Senin, 06 Juni 2011

Produk Terdaur Ulang Sebenarnya Tak Ramah Lingkungan


TEMPO Interaktif, Jakarta - Kebanyakan kita berpikir benda-benda yang dapat didaur ulang, mulai dari kantong sampah sampai pembalut, sudah aman terhadap lingkungan. Soalnya, mereka didesain untuk hancur dan larut ke alam secara alami dengan cepat. Tapi, ilmuwan menemukan bahwa mereka sebetulnya tak benar-benar ramah lingkungan.

Ilmuwan di Fakultas Teknik Sipil, Konstruksi, dan Lingkungan, North Carolina State University, melakukan sebuah penelitian yang hasilnya dipublikasikan di Jurnal Environmental Science & Technologi edisi online pada akhir Mei lalu. Temuan mereka, produk yang bisa didaur ulang itu ternyata telah melepaskan gas rumah kaca, metana, saat mereka luruh ke dalam tanah.

Emisi itu terjadi, menurut penelitian, lantaran produk-produk itu didesain untuk luruh secara lebih cepat. Percepatan inilah yang menyebabkan proses luruh justru menghasilkan emisi.

Kepala penelitian itu, Morton Barlaz, dan koleganya, meneliti apa yang terjadi pada sampah makanan, kertas, koran, dan polimer terdaur-ulang yang dinamai PHBO yang ditanam di tanah urukan orang Amerika. Eksperimen model mereka menunjukkan bahwa material dengan angka peluruhan yang lebih tinggi ternyata membuang lebih banyak gas metana ke atmosfir.

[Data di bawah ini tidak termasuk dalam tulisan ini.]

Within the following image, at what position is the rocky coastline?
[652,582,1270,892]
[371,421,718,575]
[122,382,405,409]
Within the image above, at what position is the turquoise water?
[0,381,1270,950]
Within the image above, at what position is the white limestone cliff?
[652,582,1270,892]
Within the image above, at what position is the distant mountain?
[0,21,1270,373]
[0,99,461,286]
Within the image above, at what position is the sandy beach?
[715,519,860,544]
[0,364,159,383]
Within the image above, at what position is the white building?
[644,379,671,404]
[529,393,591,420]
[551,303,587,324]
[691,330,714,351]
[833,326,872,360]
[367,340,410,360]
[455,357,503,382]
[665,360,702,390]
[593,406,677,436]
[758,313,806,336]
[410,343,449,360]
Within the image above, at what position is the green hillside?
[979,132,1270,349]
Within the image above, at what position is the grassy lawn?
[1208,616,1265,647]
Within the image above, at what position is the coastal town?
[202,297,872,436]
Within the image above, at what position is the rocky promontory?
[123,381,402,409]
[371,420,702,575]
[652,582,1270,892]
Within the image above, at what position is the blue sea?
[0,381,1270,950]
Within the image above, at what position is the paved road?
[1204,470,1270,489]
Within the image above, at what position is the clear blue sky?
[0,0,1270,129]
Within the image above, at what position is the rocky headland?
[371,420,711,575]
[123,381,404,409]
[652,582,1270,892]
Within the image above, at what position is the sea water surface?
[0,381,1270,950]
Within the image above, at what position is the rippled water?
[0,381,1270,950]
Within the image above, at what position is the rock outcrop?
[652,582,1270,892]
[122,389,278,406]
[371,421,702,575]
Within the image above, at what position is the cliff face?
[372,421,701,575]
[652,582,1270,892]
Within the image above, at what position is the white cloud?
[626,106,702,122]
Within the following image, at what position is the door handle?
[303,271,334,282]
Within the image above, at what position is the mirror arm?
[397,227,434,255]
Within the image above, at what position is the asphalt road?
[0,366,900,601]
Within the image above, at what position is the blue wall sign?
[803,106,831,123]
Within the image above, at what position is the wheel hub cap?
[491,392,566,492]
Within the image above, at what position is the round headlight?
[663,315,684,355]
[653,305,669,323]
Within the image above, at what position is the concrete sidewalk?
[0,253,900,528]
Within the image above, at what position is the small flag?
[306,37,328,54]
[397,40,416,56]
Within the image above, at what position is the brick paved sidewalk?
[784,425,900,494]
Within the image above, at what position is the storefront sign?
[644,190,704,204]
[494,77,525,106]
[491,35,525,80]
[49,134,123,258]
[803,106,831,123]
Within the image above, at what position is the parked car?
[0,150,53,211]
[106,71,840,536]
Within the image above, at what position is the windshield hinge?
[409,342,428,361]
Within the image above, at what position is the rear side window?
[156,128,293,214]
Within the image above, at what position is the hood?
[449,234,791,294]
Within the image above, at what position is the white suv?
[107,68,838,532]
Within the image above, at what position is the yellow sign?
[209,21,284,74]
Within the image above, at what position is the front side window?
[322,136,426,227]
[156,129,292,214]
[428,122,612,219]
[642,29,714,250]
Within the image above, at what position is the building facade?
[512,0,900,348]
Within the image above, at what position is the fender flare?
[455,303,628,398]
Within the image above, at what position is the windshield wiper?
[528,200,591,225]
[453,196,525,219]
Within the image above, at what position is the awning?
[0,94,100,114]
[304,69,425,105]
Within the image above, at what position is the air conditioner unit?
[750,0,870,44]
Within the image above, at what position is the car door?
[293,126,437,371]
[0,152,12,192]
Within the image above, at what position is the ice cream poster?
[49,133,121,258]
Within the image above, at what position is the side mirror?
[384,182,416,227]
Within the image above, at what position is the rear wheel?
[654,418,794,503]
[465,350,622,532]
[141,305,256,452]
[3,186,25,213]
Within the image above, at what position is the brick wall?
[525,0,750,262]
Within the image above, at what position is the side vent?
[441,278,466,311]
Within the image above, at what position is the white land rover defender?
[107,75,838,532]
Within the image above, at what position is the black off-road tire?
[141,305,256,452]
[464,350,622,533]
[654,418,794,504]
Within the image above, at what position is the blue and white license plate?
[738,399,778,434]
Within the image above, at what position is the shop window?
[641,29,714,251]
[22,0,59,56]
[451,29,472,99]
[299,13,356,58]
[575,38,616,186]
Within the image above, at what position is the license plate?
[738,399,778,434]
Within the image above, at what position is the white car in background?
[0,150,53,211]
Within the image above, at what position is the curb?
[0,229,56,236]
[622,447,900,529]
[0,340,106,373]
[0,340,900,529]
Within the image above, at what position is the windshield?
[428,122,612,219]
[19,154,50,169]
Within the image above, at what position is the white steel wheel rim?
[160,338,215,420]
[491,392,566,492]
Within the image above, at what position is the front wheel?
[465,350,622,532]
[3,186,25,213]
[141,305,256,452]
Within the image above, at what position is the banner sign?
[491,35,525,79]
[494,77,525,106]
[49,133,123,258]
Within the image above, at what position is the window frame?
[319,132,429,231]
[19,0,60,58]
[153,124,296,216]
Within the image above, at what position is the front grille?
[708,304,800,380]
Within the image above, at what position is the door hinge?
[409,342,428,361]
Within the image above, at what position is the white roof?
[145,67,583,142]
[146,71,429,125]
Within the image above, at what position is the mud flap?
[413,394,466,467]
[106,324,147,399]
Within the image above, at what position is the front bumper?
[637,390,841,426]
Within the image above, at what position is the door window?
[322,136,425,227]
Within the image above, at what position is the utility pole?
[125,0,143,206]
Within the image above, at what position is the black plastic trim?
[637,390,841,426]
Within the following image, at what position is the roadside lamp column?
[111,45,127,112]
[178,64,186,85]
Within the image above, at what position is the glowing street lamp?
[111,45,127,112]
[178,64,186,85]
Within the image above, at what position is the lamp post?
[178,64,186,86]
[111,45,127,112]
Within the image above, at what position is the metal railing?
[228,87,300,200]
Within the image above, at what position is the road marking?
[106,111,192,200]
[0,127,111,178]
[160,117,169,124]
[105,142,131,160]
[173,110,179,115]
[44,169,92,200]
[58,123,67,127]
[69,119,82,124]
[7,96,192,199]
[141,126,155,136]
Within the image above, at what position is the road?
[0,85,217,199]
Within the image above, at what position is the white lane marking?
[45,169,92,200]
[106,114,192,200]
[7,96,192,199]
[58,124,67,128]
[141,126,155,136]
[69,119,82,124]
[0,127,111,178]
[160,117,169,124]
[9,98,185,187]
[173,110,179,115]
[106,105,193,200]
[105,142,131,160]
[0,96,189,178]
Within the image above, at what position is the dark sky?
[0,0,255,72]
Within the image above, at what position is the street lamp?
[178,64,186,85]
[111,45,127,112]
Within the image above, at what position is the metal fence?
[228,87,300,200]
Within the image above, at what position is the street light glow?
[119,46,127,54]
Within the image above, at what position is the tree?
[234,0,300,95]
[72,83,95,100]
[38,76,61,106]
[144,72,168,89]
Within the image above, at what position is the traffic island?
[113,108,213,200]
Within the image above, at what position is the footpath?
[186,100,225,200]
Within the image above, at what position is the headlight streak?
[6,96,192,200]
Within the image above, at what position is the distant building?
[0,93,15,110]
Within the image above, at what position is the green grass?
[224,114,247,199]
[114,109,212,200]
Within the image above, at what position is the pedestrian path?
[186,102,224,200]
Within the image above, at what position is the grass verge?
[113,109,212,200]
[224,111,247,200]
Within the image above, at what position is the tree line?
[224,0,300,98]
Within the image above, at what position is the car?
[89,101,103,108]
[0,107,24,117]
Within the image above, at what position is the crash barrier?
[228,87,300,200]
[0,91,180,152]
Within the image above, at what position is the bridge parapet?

"Semakin lambat gas terbentuk, semakin banyak ia disimpan di tanah," tutur Barlaz. "Itulah fungsi tanah urukan bekerja, sistem pengumpulan bekerja setelah sampah dikubur."

Selama masa antara, biasanya kira-kira dua tahun, lebih cepat proses peluruhan berjalan, lebih banyak metana yang dilepaskan. Menurut para peneliti, supaya produk daur ulang itu lebih ramah lingkungan, maka proses peluruhannya harus diperlambat dan lebih banyak metana yang dikumpulkan bukan dilepas.

Metana dari tanah urukan bisa menolong lingkungan. Badan Perlindungan Lingkungan Amerika Serikat  melaporkan bahwa sepertiga sampah yang dihasilkan Amerika Serikat dan dibuang ke tempat penimbunan telah menangkap metana dan digunakan untuk menghasilkan panas dan listrik. Sepertiganya terkubur di tanah dan sisanya terbuang ke angkasa.